Why do string literals (char*) in C++ have to be constants?
Expanding on Christian Gibbons' answer a bit...
In C, string literals like "Hello World"
are stored in arrays of char
such that they are visible over the lifetime of the program. String literals are supposed to be immutable, and some implementations will store them in a read-only memory segment (such that attempting to modify the literal's contents will trigger a runtime error). Some implementations don't, and attempting to modify the literal's contents may not trigger a runtime error (it may even appear to work as intended). The C language definition leaves the behavior "undefined" so that the compiler is free to handle the situation however it sees fit.
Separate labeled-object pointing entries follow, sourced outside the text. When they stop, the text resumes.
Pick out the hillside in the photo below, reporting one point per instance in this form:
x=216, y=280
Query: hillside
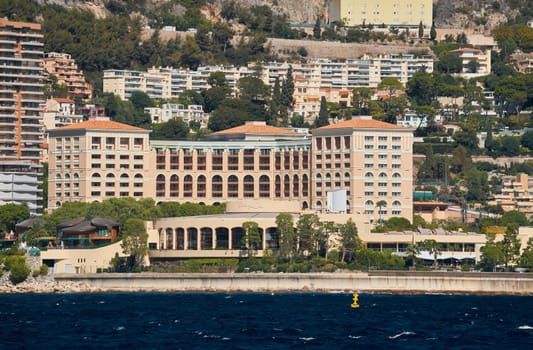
x=470, y=15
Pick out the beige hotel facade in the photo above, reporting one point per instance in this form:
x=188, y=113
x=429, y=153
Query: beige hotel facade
x=368, y=159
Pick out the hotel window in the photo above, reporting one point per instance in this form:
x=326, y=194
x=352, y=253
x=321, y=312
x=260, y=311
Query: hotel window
x=124, y=142
x=138, y=142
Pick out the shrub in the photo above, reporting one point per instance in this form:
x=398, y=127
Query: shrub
x=18, y=268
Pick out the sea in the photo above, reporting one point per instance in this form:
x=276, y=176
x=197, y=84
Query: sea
x=264, y=321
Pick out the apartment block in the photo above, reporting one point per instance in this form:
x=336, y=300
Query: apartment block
x=476, y=62
x=516, y=194
x=64, y=68
x=21, y=98
x=333, y=79
x=191, y=113
x=396, y=13
x=98, y=159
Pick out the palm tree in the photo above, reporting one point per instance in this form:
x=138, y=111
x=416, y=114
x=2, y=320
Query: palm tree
x=412, y=250
x=433, y=247
x=380, y=204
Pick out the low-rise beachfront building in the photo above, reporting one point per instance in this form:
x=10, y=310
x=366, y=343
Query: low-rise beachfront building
x=221, y=236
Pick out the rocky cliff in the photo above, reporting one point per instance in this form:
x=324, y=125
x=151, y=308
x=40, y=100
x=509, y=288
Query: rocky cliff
x=470, y=15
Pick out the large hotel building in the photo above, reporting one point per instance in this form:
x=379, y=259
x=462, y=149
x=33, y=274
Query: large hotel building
x=405, y=13
x=364, y=160
x=21, y=99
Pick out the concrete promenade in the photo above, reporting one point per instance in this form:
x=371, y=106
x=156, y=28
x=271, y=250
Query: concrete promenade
x=382, y=281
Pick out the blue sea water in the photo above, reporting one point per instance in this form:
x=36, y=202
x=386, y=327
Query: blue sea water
x=264, y=321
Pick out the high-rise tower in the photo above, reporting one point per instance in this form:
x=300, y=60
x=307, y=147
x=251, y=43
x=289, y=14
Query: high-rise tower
x=21, y=99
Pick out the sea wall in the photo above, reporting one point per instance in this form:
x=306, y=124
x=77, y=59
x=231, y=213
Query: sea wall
x=395, y=282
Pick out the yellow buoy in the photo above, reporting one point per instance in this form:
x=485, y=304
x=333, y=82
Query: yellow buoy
x=354, y=305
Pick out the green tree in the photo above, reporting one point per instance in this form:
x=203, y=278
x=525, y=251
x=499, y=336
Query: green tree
x=526, y=259
x=491, y=254
x=217, y=79
x=18, y=268
x=322, y=119
x=316, y=29
x=174, y=129
x=434, y=248
x=191, y=54
x=134, y=242
x=421, y=88
x=307, y=230
x=252, y=237
x=514, y=217
x=234, y=112
x=449, y=63
x=412, y=250
x=253, y=89
x=11, y=214
x=380, y=205
x=510, y=245
x=361, y=98
x=433, y=32
x=349, y=240
x=287, y=236
x=391, y=85
x=140, y=100
x=478, y=185
x=527, y=140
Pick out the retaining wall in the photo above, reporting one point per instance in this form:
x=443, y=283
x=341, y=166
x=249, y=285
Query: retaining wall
x=396, y=282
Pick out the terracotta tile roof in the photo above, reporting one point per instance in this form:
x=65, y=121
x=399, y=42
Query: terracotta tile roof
x=357, y=123
x=63, y=100
x=100, y=124
x=255, y=129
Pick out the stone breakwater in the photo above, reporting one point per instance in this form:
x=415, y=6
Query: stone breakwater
x=43, y=284
x=374, y=282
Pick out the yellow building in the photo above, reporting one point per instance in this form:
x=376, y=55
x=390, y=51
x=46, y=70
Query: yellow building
x=377, y=12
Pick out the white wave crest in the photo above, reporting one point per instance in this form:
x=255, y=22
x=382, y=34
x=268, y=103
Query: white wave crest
x=525, y=327
x=401, y=334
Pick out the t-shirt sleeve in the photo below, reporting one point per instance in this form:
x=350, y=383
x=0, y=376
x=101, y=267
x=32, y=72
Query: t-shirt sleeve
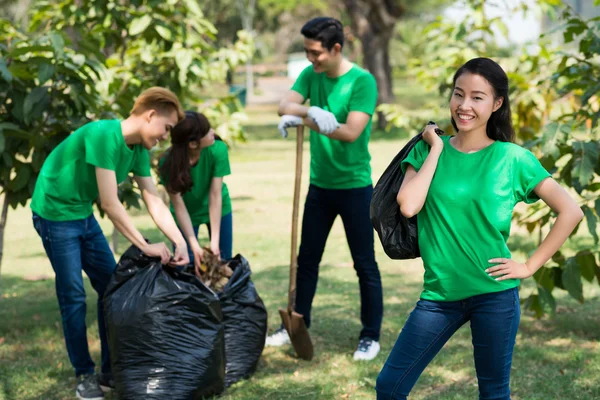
x=416, y=157
x=100, y=147
x=163, y=180
x=528, y=173
x=302, y=84
x=221, y=166
x=141, y=165
x=364, y=95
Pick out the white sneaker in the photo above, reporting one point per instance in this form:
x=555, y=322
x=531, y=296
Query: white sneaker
x=279, y=338
x=367, y=349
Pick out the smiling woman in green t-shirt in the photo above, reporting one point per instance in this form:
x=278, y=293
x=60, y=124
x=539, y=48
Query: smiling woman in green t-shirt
x=463, y=190
x=88, y=164
x=192, y=170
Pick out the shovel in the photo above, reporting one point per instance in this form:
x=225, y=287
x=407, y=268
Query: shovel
x=292, y=321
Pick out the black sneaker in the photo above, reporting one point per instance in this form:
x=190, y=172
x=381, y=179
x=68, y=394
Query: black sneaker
x=88, y=388
x=106, y=382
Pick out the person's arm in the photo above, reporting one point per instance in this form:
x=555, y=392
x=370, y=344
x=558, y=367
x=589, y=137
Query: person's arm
x=569, y=215
x=162, y=218
x=109, y=201
x=185, y=222
x=215, y=207
x=415, y=186
x=348, y=132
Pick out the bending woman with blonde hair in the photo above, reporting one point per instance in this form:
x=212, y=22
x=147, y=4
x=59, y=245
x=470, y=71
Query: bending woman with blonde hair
x=91, y=162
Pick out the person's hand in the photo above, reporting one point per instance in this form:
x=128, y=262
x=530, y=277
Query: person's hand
x=508, y=269
x=181, y=256
x=325, y=120
x=288, y=121
x=215, y=248
x=158, y=250
x=198, y=258
x=431, y=137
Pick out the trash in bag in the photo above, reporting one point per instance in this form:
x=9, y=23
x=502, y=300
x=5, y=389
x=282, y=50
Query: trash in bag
x=165, y=332
x=245, y=319
x=244, y=313
x=397, y=233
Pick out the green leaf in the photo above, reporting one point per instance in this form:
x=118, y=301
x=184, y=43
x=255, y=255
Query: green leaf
x=587, y=264
x=4, y=72
x=194, y=8
x=571, y=279
x=585, y=158
x=554, y=134
x=533, y=303
x=590, y=217
x=165, y=33
x=58, y=44
x=36, y=96
x=46, y=71
x=183, y=59
x=139, y=25
x=547, y=299
x=19, y=51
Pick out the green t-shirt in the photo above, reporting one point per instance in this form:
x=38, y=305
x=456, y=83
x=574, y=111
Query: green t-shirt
x=335, y=164
x=213, y=163
x=466, y=218
x=66, y=187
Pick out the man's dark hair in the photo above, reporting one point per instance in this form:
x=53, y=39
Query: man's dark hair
x=326, y=30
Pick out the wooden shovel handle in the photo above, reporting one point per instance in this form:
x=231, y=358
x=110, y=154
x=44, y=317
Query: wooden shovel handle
x=294, y=252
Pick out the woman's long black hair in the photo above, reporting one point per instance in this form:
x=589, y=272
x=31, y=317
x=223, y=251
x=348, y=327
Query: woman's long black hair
x=176, y=167
x=499, y=126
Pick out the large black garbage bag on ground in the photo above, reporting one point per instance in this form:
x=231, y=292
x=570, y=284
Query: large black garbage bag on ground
x=397, y=233
x=165, y=332
x=245, y=320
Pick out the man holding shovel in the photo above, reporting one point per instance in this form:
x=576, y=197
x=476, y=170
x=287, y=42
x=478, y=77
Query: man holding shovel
x=342, y=101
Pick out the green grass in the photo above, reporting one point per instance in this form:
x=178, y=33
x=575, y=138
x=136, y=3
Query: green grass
x=555, y=358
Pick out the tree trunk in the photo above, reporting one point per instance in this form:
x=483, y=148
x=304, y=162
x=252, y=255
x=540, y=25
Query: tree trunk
x=373, y=21
x=114, y=241
x=247, y=16
x=3, y=219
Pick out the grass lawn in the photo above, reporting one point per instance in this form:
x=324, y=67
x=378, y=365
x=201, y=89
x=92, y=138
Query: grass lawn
x=555, y=358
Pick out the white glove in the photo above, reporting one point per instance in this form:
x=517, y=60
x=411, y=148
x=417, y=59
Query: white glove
x=324, y=119
x=287, y=121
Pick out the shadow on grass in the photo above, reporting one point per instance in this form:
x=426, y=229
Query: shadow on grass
x=550, y=358
x=270, y=132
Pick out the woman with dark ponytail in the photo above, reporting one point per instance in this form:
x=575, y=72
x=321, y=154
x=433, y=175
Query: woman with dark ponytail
x=192, y=170
x=463, y=189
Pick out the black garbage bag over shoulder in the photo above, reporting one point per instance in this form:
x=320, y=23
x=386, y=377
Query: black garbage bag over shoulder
x=397, y=233
x=165, y=332
x=245, y=320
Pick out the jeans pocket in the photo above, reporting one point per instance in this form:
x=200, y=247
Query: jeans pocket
x=37, y=223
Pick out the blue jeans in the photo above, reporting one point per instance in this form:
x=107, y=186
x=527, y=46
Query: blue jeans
x=225, y=237
x=320, y=210
x=494, y=321
x=73, y=246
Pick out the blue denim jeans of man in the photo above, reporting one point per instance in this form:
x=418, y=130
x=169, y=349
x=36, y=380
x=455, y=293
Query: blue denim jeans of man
x=494, y=321
x=321, y=208
x=73, y=247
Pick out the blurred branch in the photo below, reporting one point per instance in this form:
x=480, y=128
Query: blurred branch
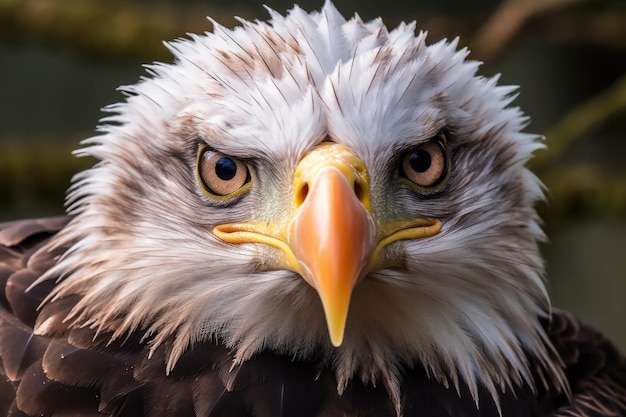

In C++, string literals are stored in arrays of const char
, so that any attempt to modify the literal's contents will trigger a diagnostic at compile time.
As Christian points out, the const
keyword was not originally a part of C. It was, however, originally part of C++, and it makes using string literals a little safer.
Remember that the const
keyword does not mean "store this in read-only memory", it only means "this thing may not be the target of an assignment."
Also remember that, unless it is the operand of the sizeof
or unary *
operators, or is a string literal used to initialize a character array in a declaration, an expression of type "N-element array of T
" will be converted ("decay") to an expression of type "pointer to T
" and the value of the expression will be the address of the first element of the array.
In C++, when you write
const char *str = "Hello, world";
the address of the first character of the string is stored to str
. You can set str
to point to a different string literal:
str = "Goodbye cruel world";
but what you cannot do is modify the contents of the string, something like
str[0] = 'h';
or
strcpy( str, "Something else" );
C didn't initially have the const
keyword, so it would break legacy code if they changed literals to require const
-qualification after introduction of the keyword. C's string-literals are immutable, though, so changing the contents is undefined behavior even if it's not const
-qualified.
C++, on the other hand, was designed with the const
keyword. Initially, C++ did allow for string literals to be assigned to non const
-qualified char *
s presumably for compatibility with existing C code. As of the C++03 standard, however, they decided to deprecate this functionality rather than allowing the dissonance to continue into perpetuity. I would guess the amount of legacy C++ code relying on non-const
qualified char *
s pointing to string literals to be small enough that it was a worthy trade-off.